Count Smaller Number
Give you an integer array (index from 0 to n-1, where n is the size of this array, value from 0 to 10000) and an query list. For each query, give you an integer, return the number of element in the array that are smaller that the given integer.
Example
For array [1,2,7,8,5]
, and queries [1,8,5]
, return [0,4,2]
Challenge
Could you use three ways to do it.
- Just loop
- Sort and binary search
Solution
1. Solution by Loop with O(n^2)
/** O(n^2) Loop implement
* @param A: An integer array
* @return: The number of element in the array that
* are smaller that the given integer
*/
public ArrayList<Integer> countOfSmallerNumber(int[] A, int[] queries) {
ArrayList<Integer> res = new ArrayList<>();
if(A == null || queries == null)
return res;
for(int i = 0; i < queries.length; i++) {
int cnt = 0;
for(int j = 0; j < A.length; j++) {
if(A[j] < queries[i])
cnt++;
}
res.add(cnt);
}
return res;
}
2. Solution by Sort and Binary search with O(nlogn)

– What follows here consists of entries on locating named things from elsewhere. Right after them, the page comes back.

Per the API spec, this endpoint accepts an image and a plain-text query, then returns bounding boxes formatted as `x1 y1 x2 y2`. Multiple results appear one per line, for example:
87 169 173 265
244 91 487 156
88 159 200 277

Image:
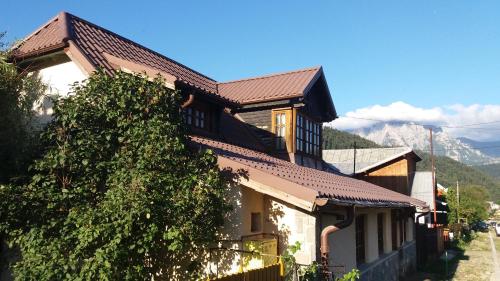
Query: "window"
274 112 286 150
377 213 384 255
184 108 193 125
296 114 304 151
250 213 262 232
295 114 321 156
391 210 398 251
399 216 406 245
184 108 207 129
356 215 365 265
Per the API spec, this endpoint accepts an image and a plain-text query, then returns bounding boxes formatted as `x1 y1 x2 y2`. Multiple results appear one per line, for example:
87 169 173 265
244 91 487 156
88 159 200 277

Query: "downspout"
320 205 354 275
181 94 194 109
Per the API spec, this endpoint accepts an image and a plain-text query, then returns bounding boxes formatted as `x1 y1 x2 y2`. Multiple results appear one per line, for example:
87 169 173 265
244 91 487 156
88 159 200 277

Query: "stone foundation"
359 241 417 281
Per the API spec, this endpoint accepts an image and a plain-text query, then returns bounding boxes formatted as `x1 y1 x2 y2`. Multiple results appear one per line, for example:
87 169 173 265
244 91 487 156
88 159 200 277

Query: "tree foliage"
0 32 46 184
446 185 489 224
0 72 231 280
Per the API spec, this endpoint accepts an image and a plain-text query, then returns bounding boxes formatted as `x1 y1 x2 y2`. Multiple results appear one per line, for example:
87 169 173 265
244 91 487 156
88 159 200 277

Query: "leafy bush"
0 72 234 280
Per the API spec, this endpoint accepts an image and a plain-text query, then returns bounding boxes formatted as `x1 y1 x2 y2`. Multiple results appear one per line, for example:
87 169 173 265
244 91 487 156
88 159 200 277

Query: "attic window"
184 108 208 129
295 114 321 156
356 215 365 266
274 112 286 150
250 212 262 232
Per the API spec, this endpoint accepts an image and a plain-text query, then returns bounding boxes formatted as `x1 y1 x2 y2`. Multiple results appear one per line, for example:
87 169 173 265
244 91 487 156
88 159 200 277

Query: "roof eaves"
239 93 303 105
217 66 321 84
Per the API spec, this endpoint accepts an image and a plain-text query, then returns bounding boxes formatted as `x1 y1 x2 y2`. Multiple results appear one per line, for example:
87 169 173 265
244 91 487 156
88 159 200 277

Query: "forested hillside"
323 127 381 149
323 127 500 202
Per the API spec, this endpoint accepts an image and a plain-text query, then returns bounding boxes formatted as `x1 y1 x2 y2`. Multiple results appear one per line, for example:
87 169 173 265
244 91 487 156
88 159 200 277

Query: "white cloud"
329 101 500 141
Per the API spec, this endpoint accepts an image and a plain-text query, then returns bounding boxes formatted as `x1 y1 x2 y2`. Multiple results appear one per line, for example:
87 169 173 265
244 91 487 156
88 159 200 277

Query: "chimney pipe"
320 205 354 277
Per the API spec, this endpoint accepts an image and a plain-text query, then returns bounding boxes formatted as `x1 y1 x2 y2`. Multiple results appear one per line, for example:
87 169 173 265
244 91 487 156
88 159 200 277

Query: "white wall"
264 196 319 264
34 61 87 125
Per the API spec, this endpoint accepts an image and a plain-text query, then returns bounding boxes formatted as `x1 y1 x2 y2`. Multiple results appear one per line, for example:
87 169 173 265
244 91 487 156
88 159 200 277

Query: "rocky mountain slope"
351 122 500 165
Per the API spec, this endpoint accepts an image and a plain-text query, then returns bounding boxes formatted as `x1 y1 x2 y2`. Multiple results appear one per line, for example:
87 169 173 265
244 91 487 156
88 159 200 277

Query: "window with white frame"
274 112 286 150
295 114 321 156
184 108 207 129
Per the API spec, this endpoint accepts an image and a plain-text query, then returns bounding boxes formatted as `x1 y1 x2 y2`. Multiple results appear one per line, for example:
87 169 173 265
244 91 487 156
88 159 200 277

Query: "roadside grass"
411 230 492 281
452 232 493 281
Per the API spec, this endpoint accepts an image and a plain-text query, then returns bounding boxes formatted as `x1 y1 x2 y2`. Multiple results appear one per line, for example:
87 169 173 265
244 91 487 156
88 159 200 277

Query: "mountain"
416 150 500 202
350 122 500 165
323 127 500 203
323 127 382 149
458 138 500 158
474 163 500 180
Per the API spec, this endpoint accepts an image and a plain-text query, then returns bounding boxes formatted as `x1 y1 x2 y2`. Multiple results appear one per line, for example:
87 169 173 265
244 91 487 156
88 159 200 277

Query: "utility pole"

/** O(nlogn) Sort and Binary search
* @param A: An integer array
* @return: The number of element in the array that
* are smaller that the given integer
*/
public ArrayList<Integer> countOfSmallerNumber(int[] A, int[] queries) {
ArrayList<Integer> res = new ArrayList<>();
if(queries == null)
return res;
Arrays.sort(A);
for(int i = 0; i < queries.length; i++) {
int cnt = binarySearch(A, queries[i]);
res.add(cnt);
}
return res;
}
private int binarySearch(int[] A, int value) {
if(A == null || A.length == 0)
return 0;
int l = 0, r = A.length - 1;
while(l + 1 < r) {
int m = l + ((r - l) >> 1);
if(value > A[m])
l = m;
else
r = m;
}
if(A[l] < value)
return l + 1;
else
return l;
}